Derin eşitsizlikler. Bunlar aynı zamanda öğrenmede de görülür: İlk eğitim döngüsünün sonunda, birinci nesil göçmenler arasında İtalyanca, matematik ve İngilizcede (2023 INVALSI verilerine göre) yeterli becerilere sahip olamayan öğrencilerin yüzdesi iki katıdır (%26). İtalyan veya ikinci nesil yabancı öğrencilere[12]. Ekonomik yoksulluk koşulları aynı zamanda göçmen geçmişi olan küçüklerin eğitim yolunu da etkilemektedir – küçüklerin bulunduğu aileler arasında mutlak yoksulluk oranı %36,2’dir ve yalnızca yabancılardan oluşmaktadır (yalnızca İtalyanlardan oluşan aileler için bu oran %8,3’te durmaktadır) karma sınıflar için bu oran %30,7’ye ulaşıyor – ve birçok durumda İtalyan dili öğretiminin ve ders dışı etkinliklerin kesintiye uğramasına, derslere katılım için teknolojik cihazların bulunmamasına, sosyal fırsatlar ve okul-aile ilişkisi.

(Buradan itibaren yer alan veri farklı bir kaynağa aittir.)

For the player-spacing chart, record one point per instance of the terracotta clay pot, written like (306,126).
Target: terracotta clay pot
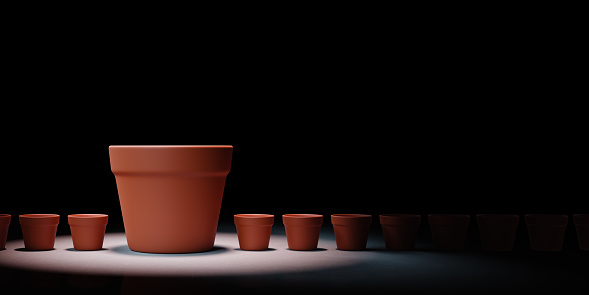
(4,225)
(87,230)
(170,195)
(497,231)
(400,230)
(39,230)
(302,230)
(351,230)
(449,230)
(582,226)
(253,230)
(546,231)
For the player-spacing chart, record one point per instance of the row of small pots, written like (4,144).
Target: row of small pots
(546,231)
(39,230)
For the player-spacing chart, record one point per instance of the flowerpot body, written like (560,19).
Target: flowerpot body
(253,231)
(351,230)
(170,195)
(302,230)
(39,230)
(4,225)
(497,231)
(449,231)
(400,230)
(546,231)
(88,230)
(582,227)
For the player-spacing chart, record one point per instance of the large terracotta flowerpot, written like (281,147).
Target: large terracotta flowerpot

Hükümete çağrı Çocukları kurtarmak. İtalya ve Avrupa’daki programların direktörü Raffaela Milano, “Çok uzun zamandır” diyor. Çocukları kurtarmak – İtalya, ülkemizde doğan veya çocuk olarak gelen erkek ve kız çocuklarına tam vatandaşlık tanıyan, böylece içinde büyüdükleri topluluğa ait olma duygusunu güçlendiren ve geleceğe yönelik isteklerini ileriye taşıyan bir yasal reformu beklemektedir. Bunun ülkemizin kaybedemeyeceği bir fırsat olduğunu da sözlerine ekledi; göçmen geçmişi olan öğrencilerin eğitim yolları lehine olan kararlılığın, bugün çocukların geleceğini baltalayan tüm ciddi eğitim eşitsizlikleriyle mücadeleye yönelik bir plana tam olarak dahil edilmesi gerektiğini ekledi: bölgesel eşitsizlikler (Kuzey ve Güney arasındaki ciddi uçurumlarla birlikte), ailelerin ekonomik durumuyla bağlantılı olanlar, cinsiyetle ilgili olanlar, özellikle de kızların bilimsel disiplinlere erişimiyle ilgili olanlar.